The analgesic and antipyretic drug acetaminophen (APAP) is bioactivated to the reactive intermediate N-acetyl-p-benzoquinoneimine, which is scavenged by glutathione (GSH). APAP overdose can deplete GSH leading to the accumulation of APAP-protein adducts and centrilobular necrosis in the liver.
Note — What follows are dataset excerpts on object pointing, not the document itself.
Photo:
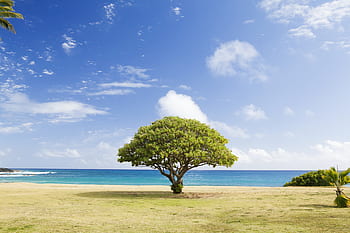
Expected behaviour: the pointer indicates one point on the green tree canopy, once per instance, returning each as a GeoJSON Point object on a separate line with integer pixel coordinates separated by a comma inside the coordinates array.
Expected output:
{"type": "Point", "coordinates": [7, 11]}
{"type": "Point", "coordinates": [338, 179]}
{"type": "Point", "coordinates": [174, 146]}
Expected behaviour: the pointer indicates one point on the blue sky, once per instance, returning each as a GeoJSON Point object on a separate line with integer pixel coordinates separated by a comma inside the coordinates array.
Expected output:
{"type": "Point", "coordinates": [80, 77]}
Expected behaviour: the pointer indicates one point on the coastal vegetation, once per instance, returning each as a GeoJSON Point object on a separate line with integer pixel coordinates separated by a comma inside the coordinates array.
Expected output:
{"type": "Point", "coordinates": [174, 145]}
{"type": "Point", "coordinates": [87, 208]}
{"type": "Point", "coordinates": [338, 179]}
{"type": "Point", "coordinates": [330, 177]}
{"type": "Point", "coordinates": [7, 11]}
{"type": "Point", "coordinates": [6, 170]}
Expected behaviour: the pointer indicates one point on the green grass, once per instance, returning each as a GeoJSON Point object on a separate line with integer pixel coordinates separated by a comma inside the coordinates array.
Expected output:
{"type": "Point", "coordinates": [64, 208]}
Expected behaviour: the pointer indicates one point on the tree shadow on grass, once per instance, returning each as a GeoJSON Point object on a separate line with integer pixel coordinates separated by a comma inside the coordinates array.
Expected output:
{"type": "Point", "coordinates": [142, 194]}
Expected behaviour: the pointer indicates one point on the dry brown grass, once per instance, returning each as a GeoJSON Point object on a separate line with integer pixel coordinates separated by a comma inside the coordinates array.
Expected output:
{"type": "Point", "coordinates": [84, 208]}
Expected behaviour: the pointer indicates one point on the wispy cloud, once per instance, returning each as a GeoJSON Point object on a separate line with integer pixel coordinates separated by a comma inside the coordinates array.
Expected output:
{"type": "Point", "coordinates": [131, 71]}
{"type": "Point", "coordinates": [288, 111]}
{"type": "Point", "coordinates": [112, 92]}
{"type": "Point", "coordinates": [176, 10]}
{"type": "Point", "coordinates": [48, 72]}
{"type": "Point", "coordinates": [110, 12]}
{"type": "Point", "coordinates": [237, 58]}
{"type": "Point", "coordinates": [68, 44]}
{"type": "Point", "coordinates": [314, 15]}
{"type": "Point", "coordinates": [125, 84]}
{"type": "Point", "coordinates": [252, 112]}
{"type": "Point", "coordinates": [15, 101]}
{"type": "Point", "coordinates": [67, 153]}
{"type": "Point", "coordinates": [6, 129]}
{"type": "Point", "coordinates": [185, 87]}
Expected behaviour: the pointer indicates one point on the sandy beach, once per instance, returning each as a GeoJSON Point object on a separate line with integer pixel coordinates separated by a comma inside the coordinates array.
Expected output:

N-acetylcysteine (NAC), a cysteine prodrug and GSH precursor, is often given as a treatment for APAP overdose. The rate-limiting step in GSH biosynthesis is catalyzed by glutamate cysteine ligase (GCL) a heterodimer composed of catalytic and modifier (GCLM) subunits. Previous studies have indicated that GCL activity is likely to be an important determinant of APAP toxicity. In this study, we investigated APAP toxicity, and NAC or GSH ethyl ester (GSHee)-mediated rescue in mice with normal or compromised GCLM expression. Gclm wild-type, heterozygous, and null mice were administered APAP (500 mg/kg) alone, or immediately following NAC (800 mg/kg) or GSHee (168 mg/kg), and assessed for hepatotoxicity 6 h later. APAP caused GSH depletion in all mice. Gclm null and heterozygous mice exhibited more extensive hepatic damage compared to wild-type mice as assessed by serum alanine aminotransferase activity and histopathology. Additionally, male Gclm wild-type mice demonstrated greater APAP-induced hepatotoxicity than female wild-type mice. Cotreatment with either NAC or GSHee mitigated the effects of APAP in Gclm wild-type and heterozygous mice, but not in Gclm null mice. Collectively, these data reassert the importance of GSH in protection against APAP-induced hepatotoxicity, and indicate critical roles for GCL activity and gender in APAP-induced liver damage in mice.